"Nggak apa-apa, La," kata Raya menyemangati, setelah Isla menceritakan bagaimana lomba kemarin. Bahwa Kania masih lebih baik darinya. Bahwa Isla tak puas dengan pencapaiannya. "Lo udah berusaha yang terbaik. Gue bangga sama lo."
"Makasih, Ya." Isla tersenyum tipis. "Gue kesel banget kemarin. Tau berapa selisih poin gue sama Kania?"

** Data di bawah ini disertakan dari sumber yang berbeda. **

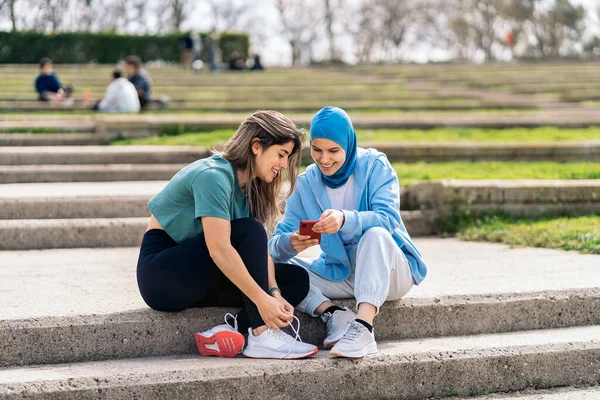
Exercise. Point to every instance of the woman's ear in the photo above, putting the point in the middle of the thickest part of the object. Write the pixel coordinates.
(256, 146)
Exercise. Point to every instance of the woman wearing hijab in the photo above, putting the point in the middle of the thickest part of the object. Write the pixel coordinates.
(366, 252)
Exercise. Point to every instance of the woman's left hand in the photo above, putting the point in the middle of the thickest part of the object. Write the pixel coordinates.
(287, 306)
(329, 222)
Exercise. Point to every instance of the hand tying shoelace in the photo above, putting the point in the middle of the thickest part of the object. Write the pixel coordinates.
(278, 333)
(234, 317)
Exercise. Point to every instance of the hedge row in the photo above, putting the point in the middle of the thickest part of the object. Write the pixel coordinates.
(103, 48)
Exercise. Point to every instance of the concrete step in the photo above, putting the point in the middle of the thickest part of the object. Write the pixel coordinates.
(530, 198)
(146, 333)
(437, 152)
(561, 393)
(96, 311)
(28, 234)
(57, 139)
(77, 199)
(66, 125)
(412, 369)
(87, 173)
(71, 233)
(399, 151)
(73, 155)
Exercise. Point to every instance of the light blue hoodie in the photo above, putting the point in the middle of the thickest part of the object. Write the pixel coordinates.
(376, 204)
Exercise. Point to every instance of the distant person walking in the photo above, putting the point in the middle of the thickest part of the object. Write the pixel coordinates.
(257, 64)
(140, 78)
(236, 61)
(48, 85)
(121, 96)
(186, 46)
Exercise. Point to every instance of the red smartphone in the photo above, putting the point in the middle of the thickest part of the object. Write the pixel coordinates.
(306, 229)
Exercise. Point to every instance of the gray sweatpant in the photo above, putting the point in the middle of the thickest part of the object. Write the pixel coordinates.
(381, 273)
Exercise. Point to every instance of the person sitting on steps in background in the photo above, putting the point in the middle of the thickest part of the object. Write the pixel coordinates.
(140, 79)
(47, 84)
(120, 96)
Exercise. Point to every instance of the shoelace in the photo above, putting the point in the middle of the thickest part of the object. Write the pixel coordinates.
(278, 333)
(329, 321)
(234, 317)
(353, 332)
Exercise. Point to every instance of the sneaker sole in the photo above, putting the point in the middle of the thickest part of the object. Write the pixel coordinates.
(327, 344)
(264, 355)
(228, 344)
(370, 349)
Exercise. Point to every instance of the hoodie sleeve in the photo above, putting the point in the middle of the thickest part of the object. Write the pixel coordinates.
(383, 191)
(280, 246)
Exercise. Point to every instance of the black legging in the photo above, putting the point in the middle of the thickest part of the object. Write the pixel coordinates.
(175, 277)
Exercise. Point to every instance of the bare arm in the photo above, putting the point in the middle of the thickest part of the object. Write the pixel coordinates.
(217, 233)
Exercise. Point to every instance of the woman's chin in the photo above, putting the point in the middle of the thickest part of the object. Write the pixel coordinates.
(327, 172)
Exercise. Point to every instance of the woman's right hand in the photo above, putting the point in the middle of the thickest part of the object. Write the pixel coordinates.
(273, 312)
(302, 242)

"Berapa? Jangan bilang cuma dua poin?"
"Selisihnya lima poin."
"Wah!"
"Dikit banget, kan?"
"Gue nggak ngira dia sehebat itu." Reaksi Raya membuat Isla terkejut. Ia pikir Raya akan ikut merasa kesal, tapi ternyata Raya merasa heran. "Perasaan itu anak senengnya make-up, deh. Kenapa dia jadi jago siaran langsung kayak lo?"
"Raya, masalahnya bukan itu sekarang." Isla memutar bola matanya jengah. "Klub Harian Pelangi terancam banget. Prestasi Kania lebih tinggi dari gue!"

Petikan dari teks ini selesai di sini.